Massachusetts

My partner died in 2019 of cancer. Hospice services in Massachusetts were excellent, and she received medication to ameliorate her pain. The law here says that medication can be administered as needed to minimize pain, up to and including to the point of death if that is a side effect of reducing the pain. So "pain" per se is not the issue. The "dignity" part is what most people cite, believing that needing assistance with personal care--for instance toileting--is inherently "undignified" and a fate "worse than death." This is an affront to people like my partner who had been disabled since young adulthood, needing personal care assistance through most of her life.

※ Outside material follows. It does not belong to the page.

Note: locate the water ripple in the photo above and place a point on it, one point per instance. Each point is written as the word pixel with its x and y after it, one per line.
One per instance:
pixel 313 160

The "Death with Dignity" groups (which used to be called "The Hemlock Society&quot have an ableist viewpoint that extends beyond treating people with terminal conditions, and disability rights advocates note that people with disabilities are more likely to be pressured into choosing death so as not to be "a burden" on family, friends, and society in general. They note that while insurers will not pay for many home health services, they will foot the cost of "assisted suicide"--offering an economic incentive in addition to these other social pressures to "do the right thing."

"Not Dead Yet" is the preeminent disability rights group advocating around this issue:

https://notdeadyet.org/

What's needed is a comprehensive health care system that meets people's genuine needs, not an easy fix that benefits the insurance industry most of all.

I just thought I'd present an opposing view in this debate that has been generally ignored, even among otherwise sympathetic progressives.